With automated data capture from bar codes, the irms|EM Emergency Management System was populated with inventory and transactional data in real-time, allowing operators to make business decisions in seconds. The system generated barcodes for each storage trailer so that managers could track the exact quantity of supplies at each location. irms|EM additionally created picking documentation to show where supplies were stored and packing documentation to indicate where each shipment would be sent.
This built-in workflow enabled disaster response officials viewing irms|EM system dashboards hundreds of miles away in Orlando to have a real-time, continuous view of supplies on the ground in Miami, and every LSA throughout the State of Florida. Comprehensive visibility of all inventory within the State’s network allowed officials to direct and re-direct resources as the response was taking place. Emergency managers could view packing lists of shipments moving throughout the State and see the inventory of trailers at any location.
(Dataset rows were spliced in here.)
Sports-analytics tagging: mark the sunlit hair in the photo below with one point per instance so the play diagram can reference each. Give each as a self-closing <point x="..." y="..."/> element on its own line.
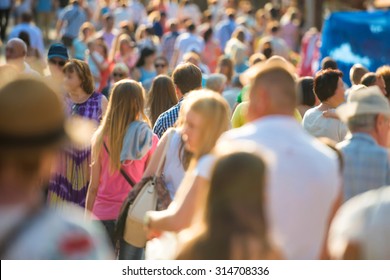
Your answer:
<point x="84" y="27"/>
<point x="235" y="219"/>
<point x="125" y="106"/>
<point x="83" y="72"/>
<point x="161" y="97"/>
<point x="215" y="114"/>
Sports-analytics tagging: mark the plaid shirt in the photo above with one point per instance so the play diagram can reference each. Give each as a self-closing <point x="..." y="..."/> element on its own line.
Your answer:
<point x="166" y="120"/>
<point x="366" y="165"/>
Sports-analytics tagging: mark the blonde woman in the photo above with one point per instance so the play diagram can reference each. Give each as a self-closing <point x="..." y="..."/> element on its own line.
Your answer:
<point x="87" y="30"/>
<point x="205" y="116"/>
<point x="123" y="143"/>
<point x="235" y="224"/>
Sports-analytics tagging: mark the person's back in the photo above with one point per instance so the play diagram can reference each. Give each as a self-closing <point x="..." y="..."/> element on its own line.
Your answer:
<point x="303" y="181"/>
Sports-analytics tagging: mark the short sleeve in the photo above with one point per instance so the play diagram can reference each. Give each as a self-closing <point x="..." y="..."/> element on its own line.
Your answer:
<point x="204" y="166"/>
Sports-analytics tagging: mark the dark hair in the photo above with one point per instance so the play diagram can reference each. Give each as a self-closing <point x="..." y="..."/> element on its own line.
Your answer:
<point x="384" y="71"/>
<point x="305" y="91"/>
<point x="187" y="77"/>
<point x="369" y="79"/>
<point x="145" y="52"/>
<point x="325" y="83"/>
<point x="82" y="70"/>
<point x="329" y="63"/>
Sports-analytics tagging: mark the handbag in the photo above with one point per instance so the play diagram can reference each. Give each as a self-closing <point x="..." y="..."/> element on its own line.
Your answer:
<point x="149" y="194"/>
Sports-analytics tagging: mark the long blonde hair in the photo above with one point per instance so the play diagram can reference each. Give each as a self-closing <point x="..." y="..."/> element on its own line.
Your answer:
<point x="125" y="106"/>
<point x="215" y="113"/>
Following the hurricane, Upp personnel produced comprehensive after action reports providing a complete recap on the movement and location of all state emergency resources, including tracking reports on all items shipped during the response and status reports on current inventory levels.
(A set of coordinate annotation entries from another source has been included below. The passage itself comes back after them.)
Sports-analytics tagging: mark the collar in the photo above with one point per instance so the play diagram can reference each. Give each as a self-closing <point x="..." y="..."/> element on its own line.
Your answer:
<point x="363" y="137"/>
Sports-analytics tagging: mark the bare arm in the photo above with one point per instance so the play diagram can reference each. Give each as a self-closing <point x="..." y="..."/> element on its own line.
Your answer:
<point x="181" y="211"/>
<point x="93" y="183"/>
Upon activation of the States’ Level 1 status, an Upp Technology Emergency Response Team reported to the central Emergency Operations Center to support the relief effort. The Upp team immediately set up Just In Time™ (JIT) Training classes for responders headed to remote staging areas. Our JIT Training program provides real-world, practical irms|EM system training designed for immediate task execution. This training was vital for instructing response teams on how to correctly receive, store and ship critical supplies and equipment during the storm.
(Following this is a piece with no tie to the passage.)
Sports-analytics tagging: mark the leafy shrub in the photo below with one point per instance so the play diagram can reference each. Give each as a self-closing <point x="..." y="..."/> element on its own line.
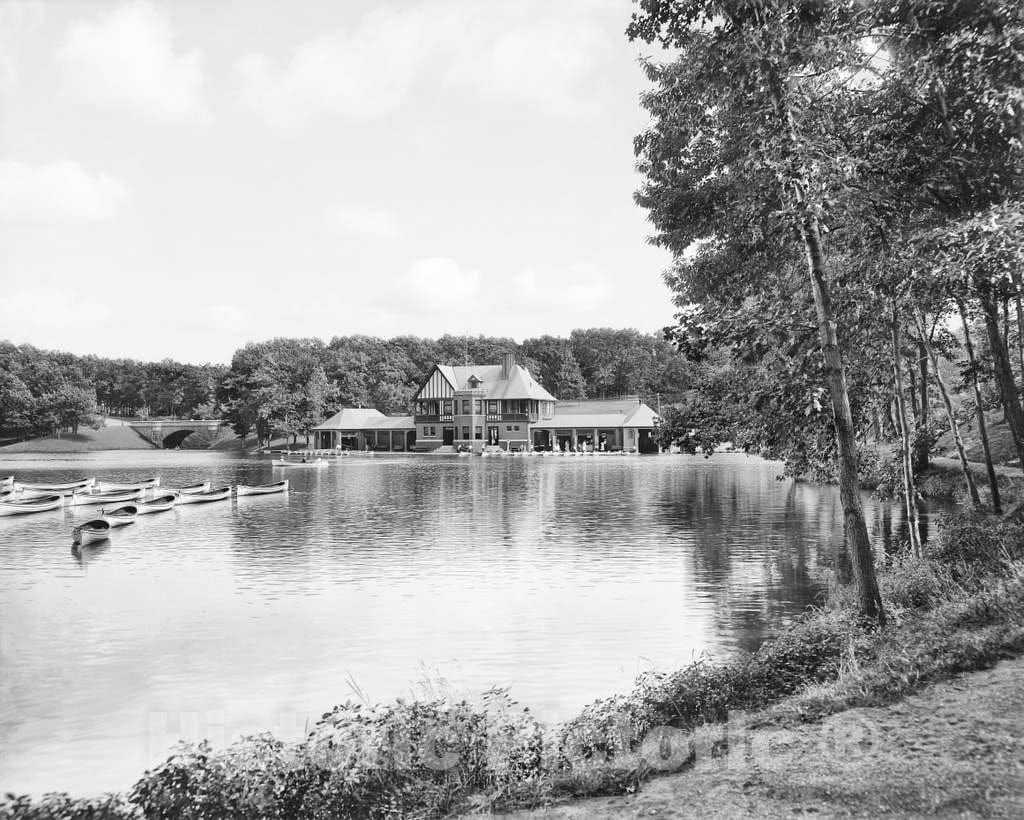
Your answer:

“Their response immediately got down to business from the time they arrived,” stated Brant Pearson, Upp Technology Director. “The State’s plan started with Just-In-Time training for personnel who would manage the LSAs and RSAs. These teams quickly learned how to use the irms|EM system and executed a real-time go live to perfection.”
The irms|EM Emergency Management System provides the State with complete control of the receipt, staging and mobilization of emergency supplies, resources, and response equipment. The system allows state officials to locate and mobilize resources before, during and after an emergency event and provides a verifiable audit trail as required by the U.S. government in the handling of controlled substances such as vaccines and antivirals.
Hurricane Matthew did less damage than initially anticipated, but this created a new challenge for the response team. Following the storm, the focus shifted to tracking supplies and resources from staging areas back to their points of origin or central storage locations. Providing a secure chain of custody upstream, irms|EM directed the process by providing up-to-the-minute visibility of items that needed to be returned.
Committed to Florida's Success
A special thank you to Upp Technology Emergency Management Response Team members Brant Pearson and Jason Shattuck who immediately responded to Hurricane Matthew after moving to Level 1 status. The team provided 24 hour-a-day support working 14-hour shifts assisting the Florida National Guard and the Division of Emergency Management with the distribution of relief supplies and equipment. Upp personnel also provided vital equipment readiness services including barcode printer and scanner configuration, network connectivity, and laptop configuration for the central and remote staging areas teams.